In December 2020 the Delaware court held that the COVID-19 pandemic did not cause a Material Adverse Effect on the target of a merger because the MAE excluded ‘natural disasters and calamities’. Despite this, the buyer was not obliged to close the transaction and was entitled to terminate the sale agreement because the target made significant changes to the business after the deal was signed as a result of the pandemic. These changes breached the covenant to ‘operate the business in the ordinary course consistent with past practices’ even though the actions taken were a reasonable response to the pandemic, according to the court.
The court looked at the matter purely on the basis of how the business had been operated in the past and not whether the changes were reasonable in the light of the pandemic.
The court found that the management of a company cannot ‘take extraordinary actions and claim that they are ordinary under the circumstances’. The so-called new normal does not assist.
The closing date of the transaction was 17 April 2020. The business consisted of luxury hotels.
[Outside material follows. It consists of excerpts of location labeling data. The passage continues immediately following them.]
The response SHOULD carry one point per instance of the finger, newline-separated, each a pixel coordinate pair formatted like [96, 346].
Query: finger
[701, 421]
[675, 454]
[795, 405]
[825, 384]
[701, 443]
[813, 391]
When COVID-19 broke out two of the hotels were temporarily closed due to very low demand and government orders. A breach of the ordinary course covenant entails a comparison between the steps taken after signing and how the company routinely operated. The contract was specific requiring the conduct of business to be ‘only in the ordinary course of business consistent with past practices’.
This case should provide some guidance for those drafting merger documents (if you have time to read a 243 page judgment involving what the court called a ‘deluge of legal arguments’, much of it not addressing the issues discussed above).